Mirela Ivičević est une compositrice et performeuse croate résidant à Vienne. Détentrice d’un master en composition de l’Académie de musique de Zagreb et d’un master en composition multimédia de l’Académie de musique et des arts du spectacle de Vienne, elle participe par ailleurs aux cours de Beat Furrer à la Kunstuniversität de Graz. Elle suit aussi des cours de composition en Autriche et aux Pays-Bas avec notamment Georges Aperghis, Georg Friedrich Haas, Julia Wolfe et Louis Andriessen. Parallèlement à ses études artistiques, elle termine un master en gestion culturelle à l’Institut für Kulturmanagement und Gender Studies (IKM) de l’Académie de musique de Vienne.
Depuis 2010, elle est, avec le saxophoniste Gordan Tudor, co-commissaire et productrice du Dani Nove Glazbe Split, sous-titré « festival de musique ultra-moderne et de formes artistiques associées » qui se tient en Croatie. En 2014, elle est co-fondatrice du Black Page Orchestra, dont le nom rend hommage à Frank Zappa. L’orchestre met en avant des compositions ayant recours à l’électronique, la vidéo ou différentes formes de technologies, une sensibilité présente dans le catalogue des œuvres de Mirela Ivičević dont plusieurs mêlent musique instrumentale à du playback et de la vidéo, comme c’est le cas de Jam Spookiku / Post nubila Phoebus (2006), Dominosa CC (2008) et Wave Mistress (2011) ou encore it bangs, it melts, it burns, it grows, it… (2016) pièce pour laquelle elle travaille avec le duo d’artistes Lightune.G sur des panneaux solaires convertissant la lumière en son « luminoacoustique ». Depuis 2014, elle est co-commissaire du festival UNSAFE & SOUNDS.
Si elle dit admirer Helmut Lachenmann pour sa capacité à créer des sons dénués de toute référence, Mirela Ivičević travaille quant à elle principalement sur les différentes perceptions des sons en fonction de leur mise en contexte, par un processus de collage de sons de natures différentes : « Ma musique est une fiction sonore, composée de tessons de réalité, enlevés à leur environnement naturel dans un monde surréaliste, dans le but d’en créer des constellations sonores et des expériences alternatives qui peuvent aider à mieux comprendre ou à transformer leur origine dans la réalité ». On peut en prendre pour exemple Orgy of references (2012) pour soprano et électronique, qui envisage la répétition ad absurdum d’un texte banal (dans ce cas, des CV), ces aspects de trivialité et de répétition similaires à la pièce GOT LOST (2007-2008) d’Helmut Lachenmann qui applique le même traitement à une courte note déplorant la perte d’un panier à linge.
L’œuvre de Mirela Ivičević développe donc une esthétique de patchwork aux structures hyperactives, recombinant déchets textuels et sonores des sociétés contemporaines, dans un usage subversif de la fonction narrative du son.

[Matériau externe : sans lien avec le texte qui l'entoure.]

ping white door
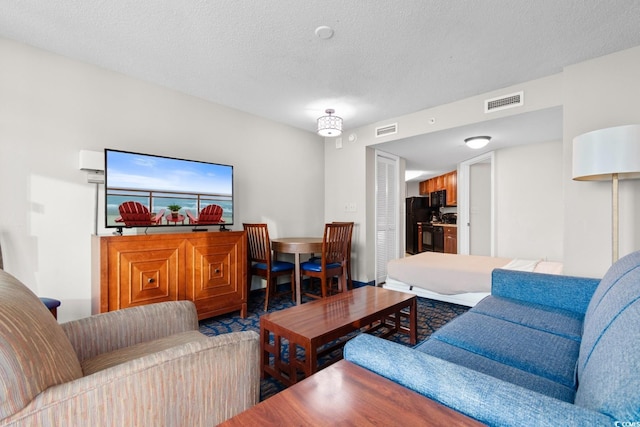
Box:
[458,152,496,256]
[375,151,400,285]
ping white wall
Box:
[0,39,324,321]
[325,47,640,281]
[495,141,564,261]
[563,46,640,277]
[325,74,562,282]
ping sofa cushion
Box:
[416,339,576,403]
[430,310,580,388]
[575,252,640,421]
[0,270,82,419]
[82,331,208,375]
[473,296,583,342]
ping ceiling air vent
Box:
[376,123,398,138]
[484,92,524,113]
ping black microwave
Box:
[429,190,447,208]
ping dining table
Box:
[271,237,322,305]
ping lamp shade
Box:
[573,125,640,181]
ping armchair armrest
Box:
[491,268,600,315]
[344,334,614,426]
[61,301,198,362]
[0,331,260,426]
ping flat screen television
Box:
[104,148,233,231]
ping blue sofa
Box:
[344,251,640,426]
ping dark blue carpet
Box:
[200,284,469,400]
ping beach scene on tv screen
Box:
[105,150,233,227]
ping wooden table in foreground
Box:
[271,237,322,305]
[221,360,483,427]
[260,286,417,386]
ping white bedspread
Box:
[387,252,512,295]
[387,252,562,295]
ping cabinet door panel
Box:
[185,233,247,316]
[109,247,181,310]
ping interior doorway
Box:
[458,152,496,256]
[375,150,400,285]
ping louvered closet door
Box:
[376,151,399,285]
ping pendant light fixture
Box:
[318,108,342,137]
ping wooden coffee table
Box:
[260,286,417,386]
[220,360,483,427]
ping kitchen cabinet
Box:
[418,171,458,206]
[92,231,248,319]
[444,171,458,206]
[442,225,458,254]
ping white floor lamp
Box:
[573,125,640,262]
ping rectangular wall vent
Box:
[376,123,398,138]
[484,92,524,113]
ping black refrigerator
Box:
[405,197,431,255]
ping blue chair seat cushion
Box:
[300,261,341,273]
[253,261,296,273]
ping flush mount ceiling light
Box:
[464,136,491,150]
[318,108,342,137]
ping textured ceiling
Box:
[0,0,640,178]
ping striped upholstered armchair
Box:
[0,270,260,426]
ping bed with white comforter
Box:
[383,252,562,307]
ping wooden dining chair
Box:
[242,223,295,311]
[300,222,353,298]
[309,221,354,290]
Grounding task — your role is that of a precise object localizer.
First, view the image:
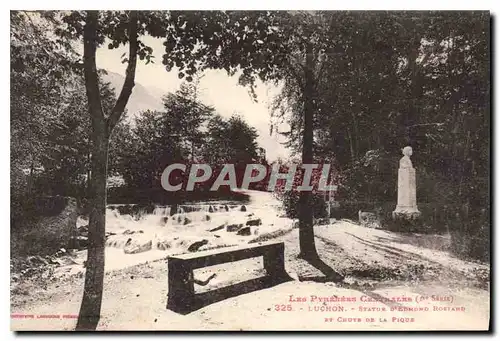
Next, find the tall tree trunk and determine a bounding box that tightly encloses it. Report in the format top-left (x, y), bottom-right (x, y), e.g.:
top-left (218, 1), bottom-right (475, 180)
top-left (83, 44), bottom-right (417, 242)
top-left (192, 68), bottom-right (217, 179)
top-left (76, 11), bottom-right (137, 330)
top-left (76, 121), bottom-right (108, 330)
top-left (299, 45), bottom-right (319, 259)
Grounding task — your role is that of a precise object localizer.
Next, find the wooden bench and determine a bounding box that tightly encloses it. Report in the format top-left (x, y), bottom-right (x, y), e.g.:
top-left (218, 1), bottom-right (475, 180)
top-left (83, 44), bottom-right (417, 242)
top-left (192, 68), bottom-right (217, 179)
top-left (167, 242), bottom-right (290, 314)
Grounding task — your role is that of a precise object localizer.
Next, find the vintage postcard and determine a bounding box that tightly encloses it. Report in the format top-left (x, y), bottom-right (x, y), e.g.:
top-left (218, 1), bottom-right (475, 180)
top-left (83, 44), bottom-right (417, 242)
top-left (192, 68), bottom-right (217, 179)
top-left (10, 10), bottom-right (491, 331)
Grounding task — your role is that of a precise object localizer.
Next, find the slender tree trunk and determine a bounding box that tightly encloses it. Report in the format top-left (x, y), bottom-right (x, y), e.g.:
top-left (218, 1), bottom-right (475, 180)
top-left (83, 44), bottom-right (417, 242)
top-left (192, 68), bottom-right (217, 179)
top-left (76, 121), bottom-right (108, 330)
top-left (299, 45), bottom-right (319, 259)
top-left (76, 11), bottom-right (137, 330)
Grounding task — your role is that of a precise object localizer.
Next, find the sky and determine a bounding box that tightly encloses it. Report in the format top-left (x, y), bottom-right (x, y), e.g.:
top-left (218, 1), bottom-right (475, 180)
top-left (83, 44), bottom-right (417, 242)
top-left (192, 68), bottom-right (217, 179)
top-left (97, 37), bottom-right (289, 162)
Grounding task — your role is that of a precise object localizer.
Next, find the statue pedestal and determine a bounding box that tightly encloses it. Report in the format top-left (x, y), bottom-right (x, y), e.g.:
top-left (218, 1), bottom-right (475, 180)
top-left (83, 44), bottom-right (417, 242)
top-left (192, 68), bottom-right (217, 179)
top-left (392, 167), bottom-right (420, 220)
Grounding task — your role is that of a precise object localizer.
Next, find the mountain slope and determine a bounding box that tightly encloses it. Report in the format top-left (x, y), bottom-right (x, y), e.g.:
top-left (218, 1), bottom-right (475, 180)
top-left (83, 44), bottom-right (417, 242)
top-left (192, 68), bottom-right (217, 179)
top-left (103, 71), bottom-right (163, 117)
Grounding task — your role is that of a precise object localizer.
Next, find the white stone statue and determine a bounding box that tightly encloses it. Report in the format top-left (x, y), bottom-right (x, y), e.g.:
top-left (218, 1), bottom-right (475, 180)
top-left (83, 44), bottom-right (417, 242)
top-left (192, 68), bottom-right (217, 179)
top-left (392, 146), bottom-right (420, 218)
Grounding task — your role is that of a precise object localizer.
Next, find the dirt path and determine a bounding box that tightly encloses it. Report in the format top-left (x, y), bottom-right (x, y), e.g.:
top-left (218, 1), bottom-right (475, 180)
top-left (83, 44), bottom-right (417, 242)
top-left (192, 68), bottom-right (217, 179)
top-left (11, 193), bottom-right (489, 330)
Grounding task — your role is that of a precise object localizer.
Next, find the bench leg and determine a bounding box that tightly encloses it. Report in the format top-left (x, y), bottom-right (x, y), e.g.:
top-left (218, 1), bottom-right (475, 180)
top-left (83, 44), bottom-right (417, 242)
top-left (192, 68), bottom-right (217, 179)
top-left (264, 244), bottom-right (287, 281)
top-left (167, 259), bottom-right (195, 314)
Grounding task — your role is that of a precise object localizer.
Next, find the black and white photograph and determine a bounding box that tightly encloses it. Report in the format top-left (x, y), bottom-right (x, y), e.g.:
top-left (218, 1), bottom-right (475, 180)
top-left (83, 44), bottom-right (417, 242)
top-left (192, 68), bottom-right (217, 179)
top-left (8, 9), bottom-right (493, 332)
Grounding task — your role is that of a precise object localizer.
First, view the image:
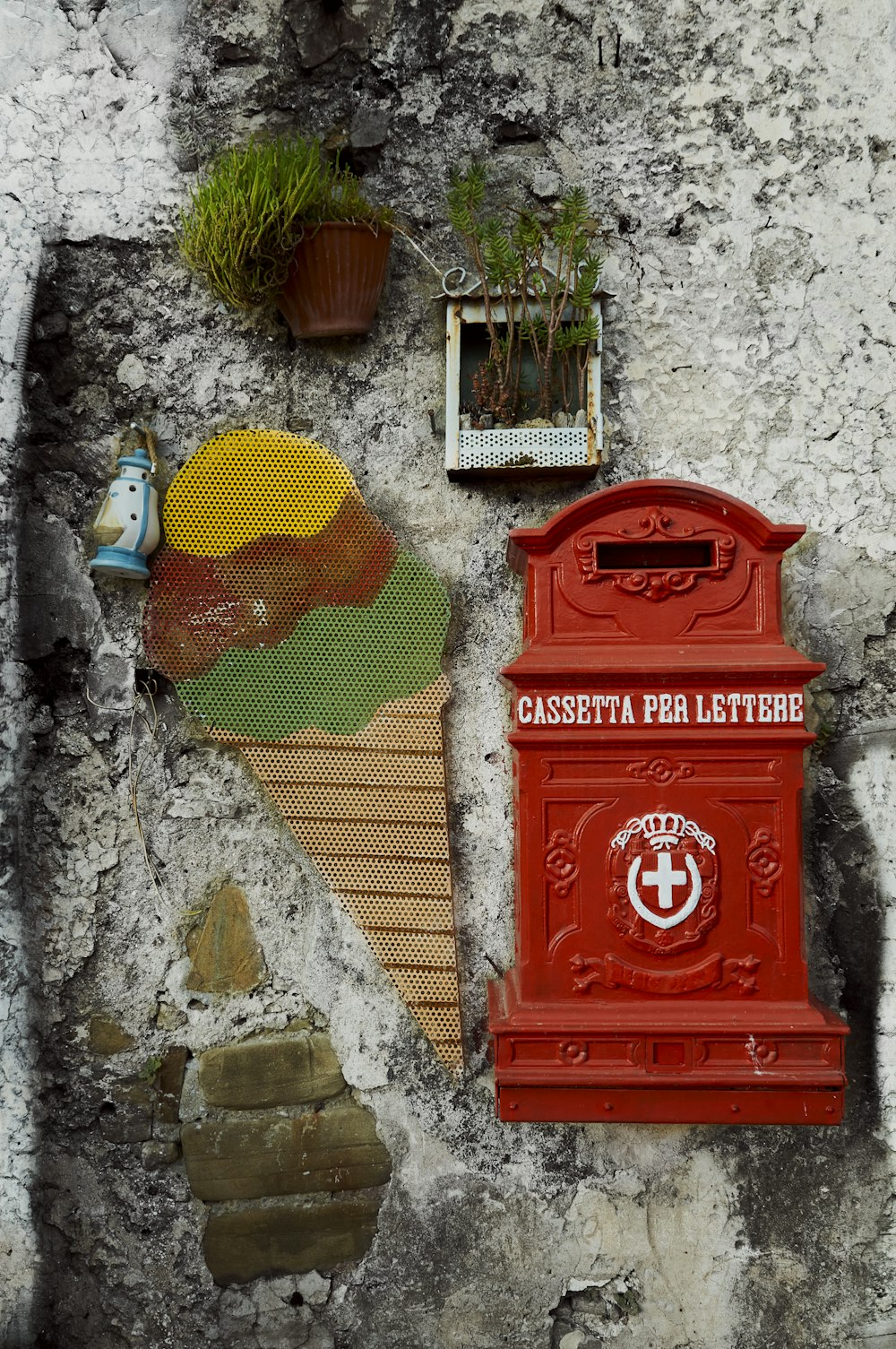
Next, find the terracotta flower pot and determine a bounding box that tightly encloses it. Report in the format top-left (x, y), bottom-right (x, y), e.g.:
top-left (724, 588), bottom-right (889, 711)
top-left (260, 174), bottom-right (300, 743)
top-left (278, 220), bottom-right (392, 337)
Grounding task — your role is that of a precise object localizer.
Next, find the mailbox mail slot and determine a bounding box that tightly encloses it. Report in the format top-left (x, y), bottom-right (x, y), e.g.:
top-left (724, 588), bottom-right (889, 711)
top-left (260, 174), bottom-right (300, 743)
top-left (490, 480), bottom-right (848, 1124)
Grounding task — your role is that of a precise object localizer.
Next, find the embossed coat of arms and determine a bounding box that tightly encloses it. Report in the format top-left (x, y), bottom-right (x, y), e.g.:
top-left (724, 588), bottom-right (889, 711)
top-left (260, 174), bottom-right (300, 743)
top-left (607, 809), bottom-right (718, 956)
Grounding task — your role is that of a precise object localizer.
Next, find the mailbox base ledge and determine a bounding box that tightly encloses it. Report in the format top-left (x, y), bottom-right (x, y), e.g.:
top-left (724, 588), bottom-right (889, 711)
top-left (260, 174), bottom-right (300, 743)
top-left (495, 1084), bottom-right (843, 1125)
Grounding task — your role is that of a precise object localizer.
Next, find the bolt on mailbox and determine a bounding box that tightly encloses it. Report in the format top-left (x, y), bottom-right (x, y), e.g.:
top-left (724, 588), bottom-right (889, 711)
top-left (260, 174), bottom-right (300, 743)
top-left (488, 480), bottom-right (848, 1124)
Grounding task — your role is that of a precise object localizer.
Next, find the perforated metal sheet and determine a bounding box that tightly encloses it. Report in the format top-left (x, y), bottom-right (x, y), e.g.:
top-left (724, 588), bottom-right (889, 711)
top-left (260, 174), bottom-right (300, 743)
top-left (144, 430), bottom-right (461, 1068)
top-left (458, 427), bottom-right (589, 468)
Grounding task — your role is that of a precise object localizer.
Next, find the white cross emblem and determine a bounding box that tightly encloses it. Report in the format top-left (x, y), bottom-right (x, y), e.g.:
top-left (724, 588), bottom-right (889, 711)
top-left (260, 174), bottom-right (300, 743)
top-left (629, 852), bottom-right (703, 928)
top-left (641, 852), bottom-right (688, 909)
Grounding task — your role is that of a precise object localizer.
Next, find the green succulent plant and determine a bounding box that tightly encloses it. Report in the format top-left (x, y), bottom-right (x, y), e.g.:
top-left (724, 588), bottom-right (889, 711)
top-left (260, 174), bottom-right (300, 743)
top-left (178, 135), bottom-right (392, 309)
top-left (446, 163), bottom-right (603, 422)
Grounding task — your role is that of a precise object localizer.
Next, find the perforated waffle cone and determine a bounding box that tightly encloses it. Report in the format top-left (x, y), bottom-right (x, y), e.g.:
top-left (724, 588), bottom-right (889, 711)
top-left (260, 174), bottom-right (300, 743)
top-left (211, 678), bottom-right (463, 1071)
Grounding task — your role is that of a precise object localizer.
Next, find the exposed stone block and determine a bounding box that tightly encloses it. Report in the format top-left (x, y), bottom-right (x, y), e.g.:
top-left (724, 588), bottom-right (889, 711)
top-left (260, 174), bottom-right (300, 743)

Ses travaux comportent par ailleurs une part importante d’engagement politique, la compositrice invoquant l’aphorisme détourné de Dante : « Dans l’enfer, les places les plus brûlantes sont réservées à ceux qui, en période de crise morale, maintiennent leur neutralité ». Consciente du rôle systématiquement joué par la musique durant les guerres ou les dictatures, elle écrit Case Black (2016) et Case White (2018), références à l’offensive de l’Axe Rome-Berlin-Tokyo en Yougoslavie où est mort son grand-père, deux pièces en l’honneur du courage fraternel face à la résurgence actuelle du fascisme qu’elle constate dans son pays.
Prix et récompenses
- Wiener Jeunesse Kammerchor prize and ISCM Austria award for music theatre (Gender)Bender 9.99 (2011) ;
- “Theodor Körner” award (Ace of Diamonds, for orchestra, 2010) ;
- “Rudolf Matz” award from the Association of Croatian Composers (2010) ;
- Rector’s Award (Phantom No 3, for symphony orchestra, 2004).